The Problem of Unpaid Securities Arbitration Awards

Sunday, March 13, 2016

The big players in the securities industry have deep pockets and can afford to settle or pay securities arbitration awards when the lose.  But a recent report shows that there a plenty of small brokers who either can't or won't meet their obligation to pay customers harmed by their misconduct.  Unlike other licensed professionals brokers are not required to carry insurance and their firms may have surprisingly little cash or other assets available to satisfy claims.

A recent report by the Public Investors Arbitration Bar Association (PIABA) reveals that nearly $1 out of every $4 awarded to customers in arbitration went unpaid in 2013  The report describes the scope of the problem, provides context, and reviews and recommends solutions.  Brokers who fail to pay are barred from the industry, but the PIABA report suggests that regulators should not tolerate the status quo.  The problem has been around too long and hurts too many investors.  It concludes:

 “Allowing one in three awards to go unpaid is unconscionable.  FINRA’s cures:  barring from the industry those who fail to pay awards, and notifying claimants that they can pursue actions in court against former FINRA members, have failed to cure, or put a meaningful dent in, the problem.  Steps must therefore be taken to put forth a new division of FINRA to craft and administer a National Recovery Pool.”

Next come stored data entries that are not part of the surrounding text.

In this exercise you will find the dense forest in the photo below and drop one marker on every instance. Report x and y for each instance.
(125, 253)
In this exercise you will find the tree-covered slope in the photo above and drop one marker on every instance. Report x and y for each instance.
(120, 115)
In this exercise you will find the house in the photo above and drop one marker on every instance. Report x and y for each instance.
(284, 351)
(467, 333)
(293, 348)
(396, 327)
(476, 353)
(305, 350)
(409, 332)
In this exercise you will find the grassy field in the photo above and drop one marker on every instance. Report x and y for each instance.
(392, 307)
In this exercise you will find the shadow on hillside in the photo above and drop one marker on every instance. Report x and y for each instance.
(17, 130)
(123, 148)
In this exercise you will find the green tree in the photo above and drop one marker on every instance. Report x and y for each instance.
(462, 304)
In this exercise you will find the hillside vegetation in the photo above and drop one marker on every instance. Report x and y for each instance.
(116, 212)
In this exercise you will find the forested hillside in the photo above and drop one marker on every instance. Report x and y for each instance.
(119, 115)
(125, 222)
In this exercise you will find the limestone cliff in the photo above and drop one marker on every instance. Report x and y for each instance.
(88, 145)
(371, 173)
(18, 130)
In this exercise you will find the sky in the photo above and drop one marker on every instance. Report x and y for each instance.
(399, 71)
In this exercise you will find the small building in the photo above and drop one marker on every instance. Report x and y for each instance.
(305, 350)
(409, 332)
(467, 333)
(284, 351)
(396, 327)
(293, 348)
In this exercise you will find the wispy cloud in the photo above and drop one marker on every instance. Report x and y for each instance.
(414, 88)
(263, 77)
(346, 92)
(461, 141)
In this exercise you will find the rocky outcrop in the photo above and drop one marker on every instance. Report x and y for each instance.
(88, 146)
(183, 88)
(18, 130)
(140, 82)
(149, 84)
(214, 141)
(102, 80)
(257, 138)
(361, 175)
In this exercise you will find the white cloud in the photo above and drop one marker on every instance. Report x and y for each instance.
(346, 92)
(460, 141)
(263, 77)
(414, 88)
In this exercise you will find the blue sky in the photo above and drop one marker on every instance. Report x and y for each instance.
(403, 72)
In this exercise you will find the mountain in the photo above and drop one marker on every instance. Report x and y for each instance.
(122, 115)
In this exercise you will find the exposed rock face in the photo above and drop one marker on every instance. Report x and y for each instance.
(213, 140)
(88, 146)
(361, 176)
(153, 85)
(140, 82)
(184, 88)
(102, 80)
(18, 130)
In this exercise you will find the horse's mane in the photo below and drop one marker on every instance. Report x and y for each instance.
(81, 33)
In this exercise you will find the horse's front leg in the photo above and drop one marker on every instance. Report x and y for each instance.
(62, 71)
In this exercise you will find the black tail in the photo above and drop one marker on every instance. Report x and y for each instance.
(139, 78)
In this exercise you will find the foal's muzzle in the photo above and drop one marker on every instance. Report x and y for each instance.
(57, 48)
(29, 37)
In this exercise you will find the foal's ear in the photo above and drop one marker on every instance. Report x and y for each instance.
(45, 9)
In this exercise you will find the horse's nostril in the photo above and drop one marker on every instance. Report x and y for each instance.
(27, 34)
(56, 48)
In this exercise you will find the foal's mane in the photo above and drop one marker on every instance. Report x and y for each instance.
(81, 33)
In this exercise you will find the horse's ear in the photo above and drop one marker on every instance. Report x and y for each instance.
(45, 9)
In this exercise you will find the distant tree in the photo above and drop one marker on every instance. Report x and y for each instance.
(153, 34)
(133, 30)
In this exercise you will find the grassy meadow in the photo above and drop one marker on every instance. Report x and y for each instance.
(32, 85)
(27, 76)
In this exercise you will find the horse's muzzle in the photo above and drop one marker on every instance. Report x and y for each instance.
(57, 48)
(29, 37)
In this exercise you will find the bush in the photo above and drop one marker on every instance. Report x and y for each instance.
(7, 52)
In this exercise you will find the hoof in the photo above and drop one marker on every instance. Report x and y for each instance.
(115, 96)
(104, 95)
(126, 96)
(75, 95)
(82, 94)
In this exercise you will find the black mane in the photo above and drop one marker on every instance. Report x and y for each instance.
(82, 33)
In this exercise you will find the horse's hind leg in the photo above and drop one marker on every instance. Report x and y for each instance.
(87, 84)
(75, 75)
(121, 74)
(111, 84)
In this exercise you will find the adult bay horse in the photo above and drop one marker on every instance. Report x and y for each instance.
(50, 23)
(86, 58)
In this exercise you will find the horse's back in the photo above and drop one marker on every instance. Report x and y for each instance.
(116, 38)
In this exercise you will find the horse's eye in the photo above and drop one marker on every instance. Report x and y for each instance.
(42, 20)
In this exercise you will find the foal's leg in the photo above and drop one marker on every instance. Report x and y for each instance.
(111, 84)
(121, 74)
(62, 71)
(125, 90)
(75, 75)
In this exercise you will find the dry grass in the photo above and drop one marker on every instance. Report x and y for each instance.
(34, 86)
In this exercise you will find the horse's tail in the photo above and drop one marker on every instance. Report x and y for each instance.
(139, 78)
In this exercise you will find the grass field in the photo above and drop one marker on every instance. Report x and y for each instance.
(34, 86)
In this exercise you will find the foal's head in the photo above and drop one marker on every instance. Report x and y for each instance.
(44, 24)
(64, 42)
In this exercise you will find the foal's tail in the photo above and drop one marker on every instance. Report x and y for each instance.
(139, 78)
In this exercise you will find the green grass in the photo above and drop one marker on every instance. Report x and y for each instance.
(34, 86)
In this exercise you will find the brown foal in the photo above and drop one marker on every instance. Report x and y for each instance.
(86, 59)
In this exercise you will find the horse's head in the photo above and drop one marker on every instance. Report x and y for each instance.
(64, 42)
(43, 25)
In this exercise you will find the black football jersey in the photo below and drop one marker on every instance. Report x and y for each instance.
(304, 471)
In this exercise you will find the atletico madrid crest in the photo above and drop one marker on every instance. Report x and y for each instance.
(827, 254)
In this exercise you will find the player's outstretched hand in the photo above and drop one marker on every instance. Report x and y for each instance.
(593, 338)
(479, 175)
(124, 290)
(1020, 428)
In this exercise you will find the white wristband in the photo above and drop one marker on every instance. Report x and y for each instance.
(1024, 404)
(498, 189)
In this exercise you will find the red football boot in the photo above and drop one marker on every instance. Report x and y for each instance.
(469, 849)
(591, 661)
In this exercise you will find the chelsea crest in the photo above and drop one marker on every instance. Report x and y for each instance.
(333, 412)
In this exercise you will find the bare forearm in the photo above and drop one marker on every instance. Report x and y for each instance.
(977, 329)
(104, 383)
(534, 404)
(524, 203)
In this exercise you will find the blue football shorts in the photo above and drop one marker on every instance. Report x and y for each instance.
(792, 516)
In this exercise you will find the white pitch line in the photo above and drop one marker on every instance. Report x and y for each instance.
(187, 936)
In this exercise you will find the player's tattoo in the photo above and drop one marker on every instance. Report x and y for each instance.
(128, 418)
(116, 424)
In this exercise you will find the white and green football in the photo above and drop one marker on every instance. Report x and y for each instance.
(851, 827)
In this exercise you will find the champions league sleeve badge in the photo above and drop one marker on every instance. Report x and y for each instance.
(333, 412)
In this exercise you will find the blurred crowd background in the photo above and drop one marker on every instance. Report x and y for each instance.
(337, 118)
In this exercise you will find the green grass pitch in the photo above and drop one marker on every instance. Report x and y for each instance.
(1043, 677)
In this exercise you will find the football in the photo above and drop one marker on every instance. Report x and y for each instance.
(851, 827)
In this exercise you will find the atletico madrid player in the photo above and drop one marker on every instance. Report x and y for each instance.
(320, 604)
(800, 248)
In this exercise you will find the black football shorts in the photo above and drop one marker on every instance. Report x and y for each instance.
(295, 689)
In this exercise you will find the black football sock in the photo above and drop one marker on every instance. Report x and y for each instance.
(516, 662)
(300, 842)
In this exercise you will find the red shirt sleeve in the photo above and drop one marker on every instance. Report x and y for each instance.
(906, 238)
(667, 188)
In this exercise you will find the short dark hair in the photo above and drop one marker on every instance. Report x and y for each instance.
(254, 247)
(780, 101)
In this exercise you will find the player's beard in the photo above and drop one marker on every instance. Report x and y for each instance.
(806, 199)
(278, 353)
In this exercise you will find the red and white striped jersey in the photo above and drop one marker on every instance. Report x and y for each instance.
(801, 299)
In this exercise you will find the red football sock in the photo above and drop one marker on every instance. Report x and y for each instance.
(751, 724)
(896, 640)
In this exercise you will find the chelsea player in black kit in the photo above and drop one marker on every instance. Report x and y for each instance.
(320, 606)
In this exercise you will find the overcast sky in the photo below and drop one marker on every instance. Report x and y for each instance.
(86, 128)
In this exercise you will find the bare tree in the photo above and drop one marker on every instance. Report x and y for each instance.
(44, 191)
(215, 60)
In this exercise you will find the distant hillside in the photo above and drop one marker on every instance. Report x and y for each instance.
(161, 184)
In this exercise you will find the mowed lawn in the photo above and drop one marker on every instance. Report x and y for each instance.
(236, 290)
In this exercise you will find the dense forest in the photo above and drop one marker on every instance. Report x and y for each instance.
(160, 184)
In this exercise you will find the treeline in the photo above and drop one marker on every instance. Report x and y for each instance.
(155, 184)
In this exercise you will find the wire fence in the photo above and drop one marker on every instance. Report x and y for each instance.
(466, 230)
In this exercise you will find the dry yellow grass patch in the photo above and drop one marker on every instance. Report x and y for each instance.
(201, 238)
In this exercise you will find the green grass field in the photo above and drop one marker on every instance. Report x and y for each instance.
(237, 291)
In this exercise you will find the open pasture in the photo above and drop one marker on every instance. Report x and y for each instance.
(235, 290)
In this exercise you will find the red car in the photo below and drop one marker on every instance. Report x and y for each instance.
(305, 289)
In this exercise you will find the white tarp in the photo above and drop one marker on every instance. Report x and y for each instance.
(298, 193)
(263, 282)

Per PIABA, a small per-broker fee would quickly generate a large fund, which could be used to reimburse investors unable to collect on their awards.

FINRA has issued figures suggesting that the problem is not quite so grave.  According to a Wall Street Journal article, FINRA's figures put the prevalence of unpaid awards at about 15%.   FINRA continues to "study" the problem.  That is little solace to investors who obtain an award, often at significant legal expense and cost, but find that the award is noncollectable.